Ali BADEMCİ
Bu yazıyı bir bayram yazısı olarak görebilirsiniz. Acaba Bayram Namazı’nda ne düşündünüz, ne dua ettiniz? Tanrı huzurunda böyle önemli günlerde O’na sığınmak, teslim olmak, farz olan “Hutbe”yi huşu ile dinlemek, içine çekmek varken, her nedense olmaz şeyleri aklımızdan geçirir, çoğu zaman “acaba yanlış mı düşünüyorum, burası hakikatten yeri midir” diye düşünceleri kovaladıkça kovalar, birileri ile paylaşmaya çekinirken düşünceler kafamızı yumruklar, değil mi?
Ben şahsen ömrüm boyunca sâkin bir hayat yaşamayı, evimde kitaplarımla haşir-neşir olup mümkün mertebe çok dumanlı olan politik mekânlardan hep kendimi geri çekmişimdir. Hele yanımda bulunan insanların istenmeyen hâdiselere müdâhil olmasından hiç hoşlanmamışım da ”varsın benim başım yansın” diye 80 öncesindeki gibi kendimi olayların içinde bulmuşumdur. Şükür ki o yabancı provokatörlerin yönlendirdiği bir nesli mahveden silâhlı tedhiş günlerini geride bıraktık. O günleri özlercesine it-kopuklara kendini kullandıranlara da pek tavırlıyım. Ülkücüler olarak işte fikir, işte meydan, işte siyâset diyenlerin yollarının daha doğru olduğuna inanıyorum.
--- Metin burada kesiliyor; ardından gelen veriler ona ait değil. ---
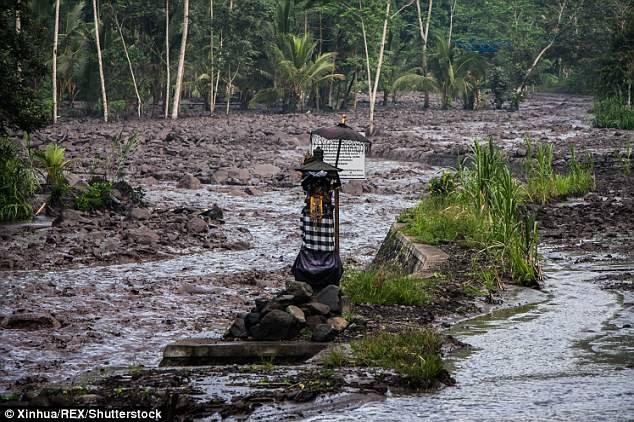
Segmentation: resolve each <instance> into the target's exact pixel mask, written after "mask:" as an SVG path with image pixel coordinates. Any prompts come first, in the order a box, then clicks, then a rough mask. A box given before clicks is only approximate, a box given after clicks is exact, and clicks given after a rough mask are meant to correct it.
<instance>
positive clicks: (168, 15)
mask: <svg viewBox="0 0 634 422" xmlns="http://www.w3.org/2000/svg"><path fill="white" fill-rule="evenodd" d="M170 84H171V77H170V0H165V118H166V119H167V118H168V117H169V110H170Z"/></svg>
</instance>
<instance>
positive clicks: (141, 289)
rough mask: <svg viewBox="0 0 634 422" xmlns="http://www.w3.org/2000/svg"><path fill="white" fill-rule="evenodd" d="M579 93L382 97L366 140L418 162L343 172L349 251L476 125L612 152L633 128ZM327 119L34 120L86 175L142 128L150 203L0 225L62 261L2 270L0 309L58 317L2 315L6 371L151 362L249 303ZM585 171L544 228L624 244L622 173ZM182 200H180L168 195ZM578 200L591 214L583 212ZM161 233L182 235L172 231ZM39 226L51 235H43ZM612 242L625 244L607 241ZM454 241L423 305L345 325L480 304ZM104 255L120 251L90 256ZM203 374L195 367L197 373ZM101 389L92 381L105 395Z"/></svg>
mask: <svg viewBox="0 0 634 422" xmlns="http://www.w3.org/2000/svg"><path fill="white" fill-rule="evenodd" d="M590 104H591V103H590V99H589V98H580V97H568V96H551V95H540V96H535V97H533V98H531V99H530V100H529V101H528V102H527V103H526V107H524V109H523V110H522V111H521V112H520V113H519V114H517V113H508V112H505V111H493V110H483V111H477V112H465V111H462V110H451V111H448V112H442V111H439V110H430V111H426V112H422V111H421V110H420V109H419V108H418V104H416V103H414V102H412V101H409V102H405V103H402V104H398V105H395V106H392V105H391V106H389V107H387V108H381V109H380V110H379V122H380V123H379V126H381V128H382V132H381V133H380V134H379V135H377V136H376V137H375V138H374V139H373V141H374V146H373V151H374V153H375V154H376V155H377V156H379V157H388V158H392V159H397V160H407V161H409V160H412V161H414V162H407V163H404V162H400V163H390V162H387V161H385V160H383V159H374V160H373V161H371V162H370V163H369V166H368V167H369V172H370V177H369V178H368V180H367V181H366V182H364V183H356V184H351V185H350V186H348V187H346V189H347V193H346V194H344V195H343V197H342V201H343V205H342V208H343V210H344V216H343V218H344V221H343V224H342V237H343V238H344V239H347V241H345V242H344V254H345V256H346V257H347V259H348V260H349V261H352V262H356V263H361V264H362V263H364V262H367V261H368V260H369V259H371V257H372V256H373V255H374V253H375V252H376V250H377V248H378V246H379V244H380V241H381V240H382V238H383V237H384V235H385V233H386V232H387V230H388V229H389V225H390V224H391V222H392V221H393V219H394V216H395V215H397V214H398V213H399V212H400V211H401V210H402V209H404V208H407V207H409V206H412V205H413V204H414V203H415V201H416V199H417V197H418V196H419V194H420V192H421V190H422V189H424V186H425V185H424V182H425V181H426V180H428V179H429V177H431V176H432V175H434V174H435V173H437V172H438V170H439V169H438V168H434V167H432V164H444V165H447V164H453V163H455V158H456V156H457V155H458V154H459V153H463V152H465V151H466V150H467V149H468V145H469V143H470V142H471V139H472V138H473V137H482V136H485V135H487V134H491V135H494V136H496V137H497V138H498V139H499V140H500V144H501V145H502V146H503V147H504V148H505V149H506V150H507V152H508V153H509V155H510V156H511V157H516V158H517V157H521V156H522V153H523V147H522V144H521V138H522V137H524V136H525V135H528V134H530V135H531V136H533V137H534V138H535V139H537V140H548V141H549V142H553V143H555V144H556V146H557V157H558V158H561V156H562V154H564V153H566V152H567V145H568V144H570V143H574V144H575V146H576V148H577V150H578V151H581V152H583V151H593V152H595V153H610V154H611V153H612V151H613V150H614V149H615V148H617V147H623V146H624V144H625V142H627V141H629V140H631V137H632V133H631V132H623V131H613V130H605V129H601V130H600V129H592V128H590V127H589V119H590V116H589V115H588V114H587V112H588V110H589V108H590ZM364 113H365V110H359V111H358V112H357V113H354V112H353V113H348V114H349V116H350V123H351V124H352V125H355V121H356V122H359V121H363V119H362V116H364ZM334 120H335V116H333V115H331V114H317V115H314V114H312V115H311V114H305V115H291V116H280V115H258V114H255V113H237V114H235V115H232V116H230V117H229V118H228V119H227V118H226V117H224V116H222V117H221V116H218V117H213V118H191V119H182V120H178V121H177V122H171V121H162V120H161V121H152V122H147V121H143V122H137V121H131V122H119V123H112V124H107V125H106V124H102V123H98V122H96V121H85V122H67V123H63V124H61V125H59V126H56V127H55V128H47V129H45V130H43V131H41V132H40V133H38V134H35V136H34V143H35V144H42V143H44V142H60V143H61V145H62V146H64V147H65V148H67V151H68V154H69V156H71V157H75V158H77V160H78V166H77V167H76V168H75V171H74V172H75V176H77V177H79V178H88V177H90V171H89V169H90V163H89V162H88V161H87V160H85V159H84V158H82V157H87V156H90V155H91V154H96V156H101V157H102V158H105V157H106V156H107V155H108V154H109V151H110V138H111V137H112V136H115V135H117V134H119V133H120V132H121V130H122V128H123V129H124V134H131V133H132V132H137V133H139V134H140V136H141V139H142V142H141V146H140V148H139V150H138V151H137V152H136V153H135V154H134V155H133V157H132V163H131V166H130V168H129V179H130V181H131V182H133V184H134V183H138V184H140V185H141V186H144V187H146V188H147V190H148V192H147V198H146V200H147V202H148V206H147V211H148V212H149V215H150V217H149V218H146V219H140V218H131V217H129V216H127V215H112V214H109V213H104V214H103V215H98V216H89V215H79V216H77V220H78V222H77V225H71V226H68V227H64V224H56V225H55V226H54V227H53V228H52V229H49V230H43V231H39V230H35V229H21V230H24V231H20V230H17V231H13V232H12V233H7V231H3V232H2V236H3V239H2V240H3V242H2V246H0V248H2V249H0V252H1V255H0V257H1V258H2V259H6V258H7V257H8V256H10V254H11V256H13V257H14V258H11V259H12V262H14V264H12V265H14V268H22V269H26V268H34V269H37V268H50V267H57V268H58V269H56V270H55V271H48V272H44V271H42V272H40V271H30V272H5V273H3V276H4V277H3V280H2V287H3V288H4V289H5V295H4V296H3V299H2V301H3V302H2V312H3V313H4V315H3V316H6V315H10V314H21V313H31V314H33V313H35V314H46V317H48V316H50V317H52V318H54V319H55V320H56V321H57V323H58V324H59V325H56V324H55V323H52V325H50V326H44V327H39V328H37V327H35V329H33V328H34V327H31V329H28V330H26V329H0V336H1V337H2V345H1V346H0V352H1V354H2V358H1V359H2V368H1V369H0V373H1V375H2V380H3V385H2V387H3V388H6V389H9V388H11V389H18V390H21V391H33V389H35V388H36V387H41V386H46V385H51V384H53V383H55V382H57V381H61V380H64V379H66V378H70V377H71V376H73V375H76V374H78V373H82V372H84V371H86V370H88V369H91V368H99V367H104V366H124V367H125V366H128V365H134V364H137V363H140V364H144V365H146V366H148V367H152V366H153V365H156V363H157V362H158V359H159V356H160V349H161V347H162V346H163V345H164V344H166V343H167V342H169V341H172V340H174V339H177V338H179V337H183V336H187V335H192V334H199V335H204V334H210V335H218V334H219V333H220V332H222V330H223V329H224V327H225V326H226V325H227V324H228V322H229V321H230V319H231V318H232V316H233V315H234V314H235V312H236V311H240V310H243V309H246V308H248V307H249V306H251V299H252V298H253V297H256V296H260V295H261V294H262V291H263V290H264V291H265V292H267V291H268V292H273V291H275V290H276V289H279V288H281V286H282V285H283V282H284V280H285V279H286V278H287V277H288V275H287V272H286V271H287V268H288V266H289V265H290V262H292V258H293V257H294V254H295V253H296V250H297V248H296V246H297V245H296V243H293V242H296V241H297V232H296V224H295V222H296V218H297V204H298V203H299V202H300V201H301V192H299V189H298V188H297V187H296V186H295V183H296V182H297V179H296V174H295V173H294V172H293V171H292V168H293V166H294V165H295V164H296V163H297V161H299V160H300V159H301V157H302V155H303V153H304V152H305V150H306V149H307V146H308V138H307V135H306V132H307V131H308V130H309V129H311V128H314V127H318V126H322V125H330V124H332V123H333V121H334ZM427 122H429V123H427ZM186 173H189V174H192V175H194V176H195V177H196V178H197V179H199V180H200V181H201V182H202V186H200V187H199V188H198V189H188V188H186V187H178V186H177V182H178V180H180V179H181V178H182V176H183V175H184V174H186ZM597 174H598V178H597V187H598V191H597V192H596V193H594V194H589V195H588V196H586V198H585V199H584V200H583V201H577V202H579V203H578V204H576V205H575V203H571V204H569V205H571V206H570V207H561V206H558V205H554V204H553V205H549V206H547V207H545V208H544V209H543V210H542V211H540V214H539V218H540V220H541V224H542V228H543V231H542V236H543V241H544V242H548V243H551V244H556V243H558V242H559V243H560V244H561V243H564V242H568V243H566V244H567V245H569V244H577V243H581V242H582V241H583V244H584V245H586V244H588V243H592V242H587V240H588V239H590V238H592V239H593V242H595V243H596V242H597V240H596V239H598V238H597V236H595V234H596V229H595V227H596V225H597V224H599V225H600V228H601V231H602V232H603V233H604V234H605V237H604V238H601V239H599V240H598V242H599V246H596V247H601V248H604V249H602V251H607V252H606V253H612V252H618V253H623V254H626V253H630V254H631V252H630V251H629V249H631V248H628V245H631V240H630V241H629V243H628V238H627V237H626V236H627V233H631V232H632V227H631V223H630V220H632V219H631V218H630V219H629V220H628V218H627V216H628V213H629V215H630V216H631V211H632V205H631V204H632V202H631V198H632V192H631V188H630V187H631V186H632V183H631V181H632V180H631V178H626V179H624V178H623V176H622V175H621V176H619V173H618V171H616V170H614V171H611V172H607V171H603V170H602V169H601V168H599V170H598V173H597ZM247 189H249V191H250V192H247V191H246V190H247ZM593 195H596V196H593ZM604 197H605V198H607V199H605V200H604V199H603V198H604ZM628 198H629V199H628ZM628 201H629V202H628ZM213 204H218V205H219V206H220V208H221V209H222V210H223V217H222V220H224V222H225V224H221V223H219V222H218V221H216V222H214V221H212V220H213V219H212V220H209V221H207V224H208V231H207V232H206V234H205V236H204V237H201V236H199V235H198V234H196V233H191V232H189V231H186V230H187V222H188V221H189V220H188V219H190V218H193V217H198V214H199V213H200V212H202V211H203V210H205V209H208V208H210V207H211V206H212V205H213ZM623 204H625V205H623ZM179 207H184V209H183V210H180V211H179ZM170 210H171V211H170ZM569 212H570V213H569ZM570 215H572V216H573V217H572V218H570ZM586 215H591V216H592V218H593V220H591V221H590V220H588V221H587V220H586V217H585V216H586ZM82 219H85V220H88V222H86V221H83V220H82ZM577 223H578V224H581V227H582V229H581V230H578V229H577V228H576V225H575V224H577ZM142 226H144V227H146V228H148V229H149V230H151V231H153V232H154V233H157V236H158V239H157V240H156V242H155V244H150V246H151V247H147V245H145V246H144V245H143V244H142V243H141V242H137V241H134V240H132V238H128V236H127V234H126V232H129V231H130V230H139V229H140V228H142ZM211 226H216V227H211ZM563 227H565V228H566V229H565V230H562V228H563ZM614 231H617V232H622V233H623V234H624V237H619V236H618V235H617V239H623V241H622V242H620V243H619V242H613V241H612V240H613V239H614V238H613V237H610V236H611V235H610V233H611V232H614ZM170 233H177V234H178V236H177V237H176V238H175V239H171V238H170ZM49 237H52V238H53V239H55V242H51V243H47V238H49ZM25 239H28V240H25ZM109 239H112V240H113V241H115V240H116V241H117V242H119V243H118V244H117V245H116V247H114V252H116V253H115V254H114V255H108V254H107V253H106V254H104V253H103V252H102V249H101V248H102V246H103V245H104V244H106V243H107V241H108V240H109ZM237 241H244V242H245V243H246V244H247V245H248V247H250V249H244V250H239V249H238V248H236V249H232V248H230V247H228V244H231V243H235V242H237ZM619 244H620V245H622V246H623V247H621V249H618V248H617V246H615V245H619ZM243 246H244V244H243ZM73 248H74V249H73ZM134 248H140V249H138V250H137V249H134ZM615 248H616V249H615ZM96 249H97V250H96ZM69 251H72V252H69ZM146 251H147V252H146ZM95 252H97V253H95ZM128 252H129V253H130V256H127V255H126V254H127V253H128ZM198 252H202V253H198ZM451 252H452V256H453V257H454V261H453V262H456V261H457V262H459V263H460V264H459V265H455V266H454V267H453V268H452V270H453V271H454V272H455V273H456V274H457V276H456V277H455V279H454V281H453V282H452V283H448V284H447V286H446V289H445V290H444V291H441V292H439V294H438V296H437V299H438V300H437V301H434V302H433V304H432V305H431V306H430V307H428V308H400V309H393V308H391V309H386V308H380V307H366V308H364V307H359V308H358V314H360V315H361V316H362V317H364V318H365V320H366V324H365V325H363V326H362V327H361V328H360V329H359V330H358V331H356V334H355V332H354V331H351V333H352V334H354V335H365V334H367V333H368V332H374V331H378V330H382V329H384V328H385V327H386V326H388V327H389V326H390V324H394V326H398V325H399V324H400V325H401V326H403V325H418V324H420V323H421V322H422V323H428V322H430V321H432V320H433V319H438V317H440V316H443V315H446V314H451V313H462V314H466V315H468V314H471V313H474V312H478V311H479V308H480V307H482V305H484V302H482V301H481V299H475V300H474V297H473V296H469V295H468V294H467V293H466V292H465V291H464V289H462V285H461V278H460V277H468V272H469V271H470V268H471V267H470V257H471V256H470V255H469V252H468V251H467V252H465V251H461V250H459V249H456V250H451ZM64 255H71V256H72V257H73V259H72V260H68V259H65V258H64ZM16 256H17V257H26V259H23V262H28V264H20V263H19V262H18V261H19V259H18V260H15V257H16ZM177 256H180V257H179V258H174V257H177ZM456 258H459V259H456ZM158 259H162V260H160V261H159V260H158ZM140 261H144V262H145V263H141V262H140ZM148 261H149V262H148ZM3 262H8V261H3ZM16 262H17V263H16ZM113 262H130V263H129V264H125V265H119V266H106V267H97V266H96V265H102V264H110V263H113ZM7 265H8V264H7ZM49 265H50V266H49ZM73 267H78V268H74V269H71V268H73ZM5 268H7V267H5ZM245 268H246V270H245ZM458 275H460V276H458ZM45 320H46V318H45ZM35 351H37V353H35ZM150 373H153V372H152V371H150ZM27 374H28V375H27ZM170 376H171V375H170ZM126 377H128V376H126ZM181 377H184V376H183V375H181V374H180V373H179V374H178V375H177V376H176V378H174V379H173V380H172V381H170V382H171V383H173V384H182V385H187V379H186V378H181ZM192 377H198V375H192ZM199 377H200V378H201V379H205V374H204V373H201V375H200V376H199ZM125 379H131V378H129V377H128V378H125ZM142 379H146V378H142ZM167 379H169V377H168V378H167ZM181 381H182V382H181ZM161 382H163V381H161ZM300 383H301V382H300ZM104 385H108V384H107V382H106V384H104ZM112 385H115V384H112ZM160 385H162V384H160ZM117 388H118V387H117ZM179 388H181V387H177V386H174V390H173V391H175V392H176V393H177V394H180V393H178V389H179ZM182 388H188V387H182ZM170 391H172V390H170ZM331 391H335V390H331ZM110 393H111V392H110ZM110 393H108V392H107V389H106V390H103V391H102V392H101V393H99V392H98V393H97V394H105V395H106V397H109V396H107V394H110ZM192 394H193V395H195V394H194V393H192ZM261 397H263V396H261ZM183 400H184V402H187V399H183ZM236 400H239V399H236ZM254 400H255V401H257V399H254ZM229 403H231V400H229ZM223 406H224V405H223ZM241 406H242V405H236V406H235V409H238V410H239V409H240V408H241ZM238 410H236V412H235V413H238Z"/></svg>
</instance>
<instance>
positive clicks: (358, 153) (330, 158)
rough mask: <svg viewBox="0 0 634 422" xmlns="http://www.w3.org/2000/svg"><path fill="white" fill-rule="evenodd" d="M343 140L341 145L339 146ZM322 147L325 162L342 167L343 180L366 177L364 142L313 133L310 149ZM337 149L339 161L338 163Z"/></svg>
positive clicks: (365, 147)
mask: <svg viewBox="0 0 634 422" xmlns="http://www.w3.org/2000/svg"><path fill="white" fill-rule="evenodd" d="M339 142H341V147H339ZM317 147H320V148H321V149H322V150H323V151H324V162H325V163H328V164H330V165H331V166H335V167H338V168H340V169H341V171H340V172H339V178H340V179H342V180H349V179H365V148H366V145H365V143H364V142H360V141H353V140H349V139H342V140H338V139H326V138H324V137H323V136H319V135H315V134H312V136H311V137H310V150H311V151H314V150H315V148H317ZM337 151H339V162H338V163H337Z"/></svg>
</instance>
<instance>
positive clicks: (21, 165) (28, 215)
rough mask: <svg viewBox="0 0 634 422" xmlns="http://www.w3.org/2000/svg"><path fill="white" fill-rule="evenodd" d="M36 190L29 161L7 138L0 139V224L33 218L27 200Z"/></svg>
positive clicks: (2, 138) (28, 204) (28, 200)
mask: <svg viewBox="0 0 634 422" xmlns="http://www.w3.org/2000/svg"><path fill="white" fill-rule="evenodd" d="M37 189H38V182H37V179H36V177H35V172H34V170H33V166H32V165H31V162H30V160H27V159H26V158H25V157H23V156H22V155H20V152H19V150H18V147H17V146H16V145H15V144H14V143H13V142H12V141H11V140H10V139H9V138H7V137H0V222H5V221H16V220H26V219H29V218H31V217H32V216H33V208H32V206H31V204H30V202H29V199H30V198H31V197H32V195H33V194H34V193H35V191H36V190H37Z"/></svg>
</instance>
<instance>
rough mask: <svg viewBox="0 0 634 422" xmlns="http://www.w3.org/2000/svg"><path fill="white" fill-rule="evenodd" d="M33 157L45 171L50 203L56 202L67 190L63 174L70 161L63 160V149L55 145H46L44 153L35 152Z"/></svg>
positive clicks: (68, 166)
mask: <svg viewBox="0 0 634 422" xmlns="http://www.w3.org/2000/svg"><path fill="white" fill-rule="evenodd" d="M35 157H36V158H37V160H38V162H39V165H40V166H42V167H43V168H44V170H46V181H47V183H48V184H49V186H50V189H51V201H52V202H58V201H59V200H61V198H62V197H63V196H64V194H66V192H68V190H69V185H68V182H67V181H66V177H65V176H64V172H65V171H66V169H67V168H68V167H69V166H70V164H71V160H66V159H65V157H64V148H61V147H59V146H58V145H56V144H48V145H47V146H46V148H45V149H44V151H37V152H36V153H35Z"/></svg>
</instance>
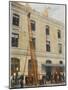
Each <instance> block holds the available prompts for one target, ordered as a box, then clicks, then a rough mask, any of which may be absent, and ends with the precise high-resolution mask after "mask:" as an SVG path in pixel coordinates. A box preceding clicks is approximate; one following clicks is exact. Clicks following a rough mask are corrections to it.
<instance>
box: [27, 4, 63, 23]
mask: <svg viewBox="0 0 68 90" xmlns="http://www.w3.org/2000/svg"><path fill="white" fill-rule="evenodd" d="M29 4H30V5H31V7H32V8H33V9H35V10H36V11H39V12H41V13H42V12H43V11H44V10H45V8H48V16H49V17H52V18H55V19H56V20H59V21H61V22H63V23H64V21H65V5H56V4H36V3H29Z"/></svg>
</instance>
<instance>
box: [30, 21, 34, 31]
mask: <svg viewBox="0 0 68 90" xmlns="http://www.w3.org/2000/svg"><path fill="white" fill-rule="evenodd" d="M31 30H32V31H35V21H34V20H31Z"/></svg>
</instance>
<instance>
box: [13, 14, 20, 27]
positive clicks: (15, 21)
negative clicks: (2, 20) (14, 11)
mask: <svg viewBox="0 0 68 90" xmlns="http://www.w3.org/2000/svg"><path fill="white" fill-rule="evenodd" d="M12 22H13V25H16V26H19V15H17V14H13V21H12Z"/></svg>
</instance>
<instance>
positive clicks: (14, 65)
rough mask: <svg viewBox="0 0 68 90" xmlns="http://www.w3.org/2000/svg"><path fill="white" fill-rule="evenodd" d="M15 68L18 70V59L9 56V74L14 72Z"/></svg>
mask: <svg viewBox="0 0 68 90" xmlns="http://www.w3.org/2000/svg"><path fill="white" fill-rule="evenodd" d="M17 68H18V69H17ZM16 69H17V70H18V71H20V60H19V59H18V58H11V74H13V73H15V72H16Z"/></svg>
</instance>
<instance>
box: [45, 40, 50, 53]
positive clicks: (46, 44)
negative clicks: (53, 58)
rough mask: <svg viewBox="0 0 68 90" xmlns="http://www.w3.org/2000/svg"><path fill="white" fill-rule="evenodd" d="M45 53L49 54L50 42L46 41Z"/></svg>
mask: <svg viewBox="0 0 68 90" xmlns="http://www.w3.org/2000/svg"><path fill="white" fill-rule="evenodd" d="M46 51H48V52H50V41H46Z"/></svg>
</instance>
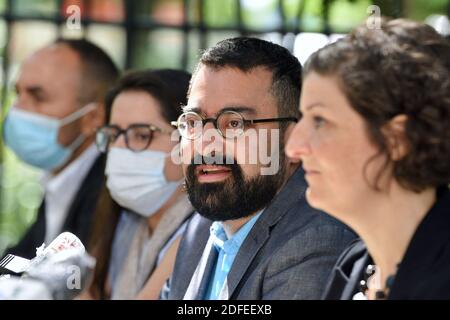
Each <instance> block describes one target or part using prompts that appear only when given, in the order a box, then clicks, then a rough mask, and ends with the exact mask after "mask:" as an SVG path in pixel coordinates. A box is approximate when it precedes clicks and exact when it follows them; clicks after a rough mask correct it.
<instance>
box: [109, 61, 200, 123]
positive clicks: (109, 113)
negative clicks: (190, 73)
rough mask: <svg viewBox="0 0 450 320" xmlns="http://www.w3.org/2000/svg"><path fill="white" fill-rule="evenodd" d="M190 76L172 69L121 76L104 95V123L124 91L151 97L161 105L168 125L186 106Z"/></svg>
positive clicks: (174, 118) (130, 74)
mask: <svg viewBox="0 0 450 320" xmlns="http://www.w3.org/2000/svg"><path fill="white" fill-rule="evenodd" d="M190 79H191V75H190V74H189V73H188V72H185V71H181V70H172V69H159V70H145V71H135V72H130V73H128V74H126V75H125V76H123V77H122V78H121V79H119V81H118V82H117V84H116V85H114V86H113V87H112V88H111V89H110V90H109V92H108V94H107V95H106V99H105V109H106V112H105V113H106V121H107V122H108V121H109V118H110V114H111V108H112V105H113V103H114V100H115V99H116V97H117V96H118V95H119V94H120V93H122V92H124V91H131V90H133V91H143V92H146V93H148V94H150V95H152V96H153V97H154V98H155V99H156V100H158V102H159V103H160V105H161V110H160V112H161V115H162V117H163V118H164V119H165V120H166V121H167V122H168V123H170V122H171V121H175V120H177V119H178V116H179V115H180V114H181V113H182V106H183V105H186V97H187V90H188V87H189V81H190Z"/></svg>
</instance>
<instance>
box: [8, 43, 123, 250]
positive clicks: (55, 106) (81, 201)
mask: <svg viewBox="0 0 450 320" xmlns="http://www.w3.org/2000/svg"><path fill="white" fill-rule="evenodd" d="M118 75H119V74H118V70H117V68H116V66H115V64H114V63H113V61H112V60H111V58H110V57H109V56H108V55H107V54H106V53H105V52H104V51H103V50H101V49H100V48H99V47H97V46H96V45H94V44H92V43H90V42H88V41H86V40H63V39H60V40H57V41H56V42H55V43H53V44H52V45H50V46H48V47H45V48H43V49H41V50H39V51H37V52H36V53H34V54H33V55H32V56H31V57H29V58H28V59H27V60H26V61H25V62H24V64H23V66H22V69H21V73H20V75H19V78H18V80H17V83H16V89H17V100H16V102H15V104H14V106H13V107H12V108H11V109H10V111H9V113H8V115H7V117H6V120H5V124H4V128H3V129H4V131H3V135H4V139H5V143H6V145H7V146H8V147H10V148H11V149H12V151H13V152H14V153H15V154H16V155H17V156H18V157H19V158H20V159H21V160H23V161H24V162H26V163H28V164H30V165H32V166H35V167H37V168H40V169H43V170H45V181H43V188H44V190H45V197H44V200H43V202H42V204H41V206H40V208H39V210H38V215H37V219H36V221H35V222H34V224H33V225H32V226H31V227H30V228H29V230H28V231H27V232H26V234H25V235H24V236H23V238H22V239H21V240H20V241H19V243H18V244H17V245H16V246H14V247H12V248H9V249H8V250H7V252H6V253H11V254H15V255H19V256H22V257H25V258H32V257H34V256H35V254H36V247H39V246H41V245H42V243H44V242H45V243H46V244H47V245H48V244H49V242H50V241H51V240H52V239H53V238H55V237H56V236H57V235H58V234H59V233H61V232H63V231H70V232H72V233H74V234H75V235H77V236H78V237H79V238H80V240H81V241H82V242H87V241H88V239H89V235H90V229H91V224H92V222H93V219H92V217H93V213H94V209H95V206H96V203H97V197H98V196H99V191H100V189H101V185H102V182H103V176H104V163H105V159H104V156H100V154H99V152H98V151H97V150H96V147H95V145H94V138H95V129H96V128H97V127H99V126H101V125H102V124H103V123H104V121H105V112H104V107H103V99H104V97H105V95H106V92H107V90H108V88H109V87H110V86H111V85H112V84H113V83H114V82H115V80H116V79H117V77H118ZM55 124H56V125H55Z"/></svg>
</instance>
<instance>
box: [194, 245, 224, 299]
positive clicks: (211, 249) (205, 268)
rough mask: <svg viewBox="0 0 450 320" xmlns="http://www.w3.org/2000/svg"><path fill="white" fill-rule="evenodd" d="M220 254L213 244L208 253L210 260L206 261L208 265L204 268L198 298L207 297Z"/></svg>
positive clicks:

İşte bütün bu sebebler yüzünden son birkaç aydır içim-içime sığmıyor! Çok tarzım olmadığı için benden günlük yazı yazmam talep edildiği zaman isteksiz davranmış biraz da korkmuştum. Çünkü âcizane çalışmalarıma zararı dokunur diye düşünmüştüm. Ama şimdi o kadar yazacak şey var ki bir saatte birkaç yazı yazabiliyorum. Ülke gündemindeki endazeye sığmaz meseleleri artık mevcut imkânlarla, ancak çok büyük emek ve enerji sarfederek göğüsleyebileceğimize inanıyorum. Yaz başında Adana’ya gelen ustamız Necdet Özkaya çok iyi olmayan sağlığına rağmen kapı-kapı dolaşarak ülkücü ve milliyetçi arkadaşlara “Aman hata yapmayın, varsa da yoksa da MHP” diyerek adeta yalvarmaları karşısında kendilerin on yaş kadar küçük olan bizlere çok çetin görevler düştüğünü anlayarak kendimi işe yaramaz insanlardan gördüm. Dün de bayram vesilesi ile âdeta ağlaşarak yarınları konuştuk. İnternet medyayı tâkip edemediğini bizim gazetenin de eline geçmemesi sebebiyle yazdıklarımızı, yazmanız gerekli diye sıkı tembihatta bulundu.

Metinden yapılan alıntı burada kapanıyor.